Friday, March 20, 2015

Ralph Monday- Three Poems


Snow Walking in Chiaroscuro

Perception, it’s only perception you
tell yourself, but you know that it is
more than that—the human race has
always known that it has to do with
chiaroscuro
                and here you are

snowwalking in the back yard, six
inches of snow like sixty thousand
years of humans before houses, in
caves or mud huts or a hole underneath a
rock—you are no different than them,
even with central heat and air, retirement
portfolio, the teeth and hair and bones
                are the same
for you see the shadows
cast by the deck floods
                over the
cedars, golden mops, last
summer’s brown grasses weeped
over with crusted ice—thin pencil
stroked shadows beneath them—the
same impetus where halfway round the
world, in the Himalayans, Tibetans
know the dark as yeti,
                or in North America
the howl of Sasquatch, only
the screech in the mind
the mind.
Perception is what matters whatever
shadow it is that follows from birth
to death, marriage and divorce, loves
lost and loves gained,
loves that never mattered.
The significance is that something
is out there in the dark, some snarling
savage thing that takes another in
its sharp jaws, rends and cracks bones,
muzzle blood spattered, grizzled with
gore.
                When it is done, when its
instinct is fulfilled, it lifts satisfied head
and follows the moon following silver
cloud, for it is
traveling with all the dark powers
knitted into the universe.
It knows that no flickering TV in a
fire warmed room can stay its passage—
it has no need of name,
                and there
before the channel is flicked,
before the warm bed,
the acuity of the thing that has no
name settles somewhere biding time.



Winter Wind

We walked on the frozen trail through
the woods, when I stopped and said
do you hear?
A far off roar, like a tornado coming
closer and closer.

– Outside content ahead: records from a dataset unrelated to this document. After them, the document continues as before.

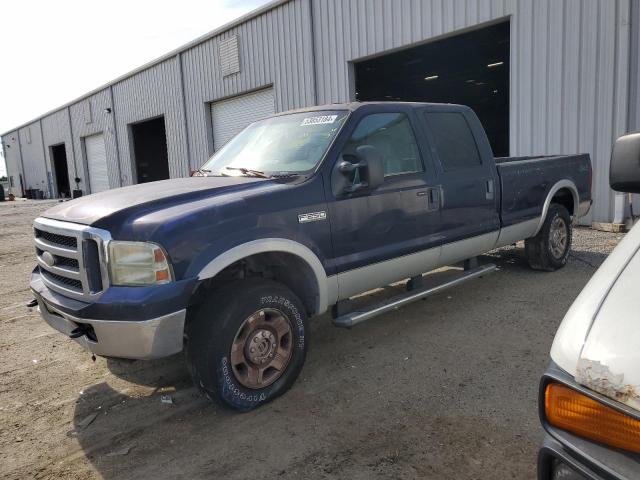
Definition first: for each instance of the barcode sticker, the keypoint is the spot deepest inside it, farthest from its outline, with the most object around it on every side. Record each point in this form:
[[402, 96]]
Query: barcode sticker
[[319, 120]]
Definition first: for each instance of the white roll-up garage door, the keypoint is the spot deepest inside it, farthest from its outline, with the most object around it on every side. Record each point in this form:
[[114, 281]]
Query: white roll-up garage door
[[97, 163], [230, 116]]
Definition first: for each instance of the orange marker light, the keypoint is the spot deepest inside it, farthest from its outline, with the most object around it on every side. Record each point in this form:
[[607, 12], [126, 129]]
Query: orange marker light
[[570, 410]]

Then the treetops bent and
swayed as the mighty presence rushed past—
wind through the treetops like some
hurried god late for a
rendezvous—
so strange, only a few trees but one in particular,
a great red oak bent back and forth like the
ticking hand of a clock as though singled
out. The force swept away as quickly as it
came. I knew that this was a living presence,
something on a mission that sought out that
tree like a Druid priest. We weren’t supposed
to be there, to have witnessed this god of
air as it exhaled the potency of dim, far stars.
        See see, I felt it say.
You are frail avatars waiting to be
spliced within the seeds of the
earth. Shadow smoke rising from a
wood stove, vapor, twice-made silhouettes beneath
heaven’s windows—spirits moving on and away.



February Wind

There’s a February wind blowing tonight
out there in the cold, the silence but for the
living air, the owls back on the ridge hooting
out something
        something       blowing in. The dead pine
tree silhouetted  against twilight’s ridge       knows
for even the woody dead         can sense the living
        presence, human or some other unseen
worldly company there   in      the
        black air the same way that it must have
been that time  years ago       when    two
men drove to the top of Pine Mountain
        didn’t heed the wind’s sermon, the
eulogy poised in the bare tree tops, the
        epigraph of root, thicket, moldered
leaves. They didn’t listen to the world preacher’s
sermon        opening the land and      pointing straight to
        revelation.
        Drunk maybe or secure in their mountain
maleness, it was said later that they   sobbed like
babies, begged for their lives, the way of mountain
people—the gothic gossip.
        No one knew. My brother said he knew who
killed them, but he was a drunk prone to exaggeration.
        Some said it was over money or married women,
others that they were in the wrong place at the wrong time,
        still others who said no, the bible says when it’s your
time, don’t matter what.
        They didn’t listen to that same wind blowing
tonight. The shotgun blasts     that    ripped them apart
some steel shot         final message, letter from a finger—
        their blood may as well have been ink writing the
epigraph.



Ralph Monday is Associate Professor of English at Roane State Community College in Harriman, TN., and published in over 50 journals. A chapbook, All American Girl and Other Poems, was published in July 2014. A book Lost Houses and American Renditions is scheduled for publication, May 2015 by Aldrich Press.